ADVERSARIAL ROBUSTNESS BASED ON RANDOMIZED SMOOTHING IN QUANTUM MACHINE LEARNING

Abstract

We present an end-to-end Quantum Machine Learning algorithm for Quantum Adversarial Robustness (QuAdRo) that provides a certified radius for a base classifier, with robustness guarantees based on randomized smoothing -the state-of-the-art defense against adversarial attacks. Classically, the number of samples, also the number of queries to the base classifier scale with O(1/ϵ 2 ) where ϵ is the desired error bound in the expected value of the probability measure ρ defined over the randomized smoothing neighborhood around the input. Our algorithm solves the same problem for a Quantum Computing classifier. We prove that the number of queries to the base classifier is O(1/ϵ) for the same confidence and error bound. We also present the unitary circuit for QuAdRo, which includes the state preparation methods and circuits for smoothing distributions used to defend against common adversaries -modelled using l 0 , l 1 , l 2 norms, and other metrics. The results of the comparison between the classical and the simulation of the quantum algorithm are also discussed.

1. INTRODUCTION

Machine Learning (ML) models have become ubiquitous over the last decade. There has also been a massive interest in Quantum Computing (QC) and Quantum Machine Learning (QML) (Aaronson, 2015) , with algorithms like Shor's factoring (Shor, 1999) , HHL (Harrow et al., 2009) algorithm for solving a linear system of equations, etc providing an exponential speedup over their classical counterparts.
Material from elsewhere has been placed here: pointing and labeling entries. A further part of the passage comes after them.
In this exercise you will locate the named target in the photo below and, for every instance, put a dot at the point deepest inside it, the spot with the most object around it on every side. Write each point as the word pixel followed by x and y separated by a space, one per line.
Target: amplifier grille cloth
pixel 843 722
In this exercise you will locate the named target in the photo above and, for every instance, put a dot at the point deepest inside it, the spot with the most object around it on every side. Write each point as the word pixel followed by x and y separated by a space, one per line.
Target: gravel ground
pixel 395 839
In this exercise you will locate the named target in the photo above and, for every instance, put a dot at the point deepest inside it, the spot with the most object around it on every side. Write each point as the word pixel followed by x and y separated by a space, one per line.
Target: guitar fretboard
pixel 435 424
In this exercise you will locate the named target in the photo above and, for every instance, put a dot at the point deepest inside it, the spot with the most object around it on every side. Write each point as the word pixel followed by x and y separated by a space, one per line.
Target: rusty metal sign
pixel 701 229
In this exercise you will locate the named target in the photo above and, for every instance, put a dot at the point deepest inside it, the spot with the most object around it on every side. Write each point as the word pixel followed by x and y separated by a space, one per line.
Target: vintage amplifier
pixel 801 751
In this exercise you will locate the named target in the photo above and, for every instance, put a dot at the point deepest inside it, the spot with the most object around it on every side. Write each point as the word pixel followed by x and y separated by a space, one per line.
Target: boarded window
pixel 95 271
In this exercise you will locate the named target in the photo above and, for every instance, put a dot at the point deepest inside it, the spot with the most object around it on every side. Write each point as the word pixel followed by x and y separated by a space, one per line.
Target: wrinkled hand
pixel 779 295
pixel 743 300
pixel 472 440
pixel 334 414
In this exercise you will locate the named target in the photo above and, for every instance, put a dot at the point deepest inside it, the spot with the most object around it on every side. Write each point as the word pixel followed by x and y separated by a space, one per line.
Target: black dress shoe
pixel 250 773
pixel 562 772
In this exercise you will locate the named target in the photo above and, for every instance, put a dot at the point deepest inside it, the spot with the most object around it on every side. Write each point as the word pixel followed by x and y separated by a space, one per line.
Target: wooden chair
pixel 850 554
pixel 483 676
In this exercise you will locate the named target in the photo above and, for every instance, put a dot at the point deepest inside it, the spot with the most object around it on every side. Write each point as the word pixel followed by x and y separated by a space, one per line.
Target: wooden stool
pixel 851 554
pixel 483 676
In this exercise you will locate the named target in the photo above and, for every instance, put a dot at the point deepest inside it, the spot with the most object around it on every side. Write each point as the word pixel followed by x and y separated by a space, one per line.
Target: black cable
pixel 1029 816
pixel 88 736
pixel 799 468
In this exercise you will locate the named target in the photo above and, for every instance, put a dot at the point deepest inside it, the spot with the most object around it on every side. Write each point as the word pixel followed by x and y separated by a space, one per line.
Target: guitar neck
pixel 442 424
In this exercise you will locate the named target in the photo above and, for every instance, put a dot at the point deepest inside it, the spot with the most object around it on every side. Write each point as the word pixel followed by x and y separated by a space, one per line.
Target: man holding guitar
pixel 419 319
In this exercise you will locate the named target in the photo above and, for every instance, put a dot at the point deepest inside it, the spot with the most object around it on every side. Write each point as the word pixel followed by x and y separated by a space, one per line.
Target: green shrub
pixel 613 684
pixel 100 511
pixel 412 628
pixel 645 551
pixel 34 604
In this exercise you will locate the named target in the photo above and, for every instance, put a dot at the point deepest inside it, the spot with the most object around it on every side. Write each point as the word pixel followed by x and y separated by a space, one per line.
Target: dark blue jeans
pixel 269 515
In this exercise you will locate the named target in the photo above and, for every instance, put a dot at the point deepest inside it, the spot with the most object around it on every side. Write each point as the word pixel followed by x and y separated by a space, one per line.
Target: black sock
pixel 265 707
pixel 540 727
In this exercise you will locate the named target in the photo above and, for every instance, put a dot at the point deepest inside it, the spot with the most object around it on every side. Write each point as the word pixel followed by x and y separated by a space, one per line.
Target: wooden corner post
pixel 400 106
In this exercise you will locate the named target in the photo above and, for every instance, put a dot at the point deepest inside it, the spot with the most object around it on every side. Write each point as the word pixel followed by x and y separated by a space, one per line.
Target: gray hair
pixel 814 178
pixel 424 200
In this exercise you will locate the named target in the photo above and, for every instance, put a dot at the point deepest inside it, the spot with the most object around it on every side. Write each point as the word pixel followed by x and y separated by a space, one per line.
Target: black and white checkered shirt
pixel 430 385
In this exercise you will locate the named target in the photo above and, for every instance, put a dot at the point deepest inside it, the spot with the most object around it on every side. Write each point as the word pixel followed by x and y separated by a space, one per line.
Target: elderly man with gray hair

There exists another class of QC algorithms with a polynomial speedup -Grover's algorithm (Grover, 1996) for random database search, Quantum Amplitude Estimation (QAE) (Brassard et al., 2002) for counting problem, Bernstein-Vazirani (Bernstein & Vazirani, 1997) algorithm for parity problem, etc. Shortcomings of classical ML algorithms against malicious actors is a widely-studied sub-domain (Goodfellow et al., 2014; Madry et al., 2017) of ML. Common attack vectors include data poisoning, backdoor attacks, and adversarial attacks. Adversarial attacks can easily trick well-trained classifiers into misclassifying an input perturbed by a small, usually imperceptible, noise. QML algorithms are prone to the same problems (Weber et al., 2021; Liao et al., 2021; Guan et al., 2020; Lu et al., 2020; Ren et al., 2022) . Popular methods for adversarial defense (Madry et al., 2017) find it challenging to train large, robust classifiers, which are essential to solving real-world problems at the scale of ImageNet(Deng et al., 2009) or larger. These methods do not offer certifiable guarantees of robustness, even when they work well in practice. Randomized smoothing is a state-of-the-art method that offers provable robustness against adversarial attacks without any assumptions about the underlying classifier. The defense works by aggregating a classifier's output in a region around the input -henceforth called the smoothing neighborhood -and computing the average probability of a class ρ c . It is prohibitively expensive to compute the exact value of ρ c over the smoothing neighborhood since the number of points is exponential in the input dimension. In practice, Monte Carlo sampling algorithms are used to estimate ρ c . Typically, randomized smoothing for adversarial robustness (Cohen et al., 2019; Yang et al., 2020; Lee et al., 2019) requires N classical ≈ 10 5 -10 6 samples from the smoothing neighborhood.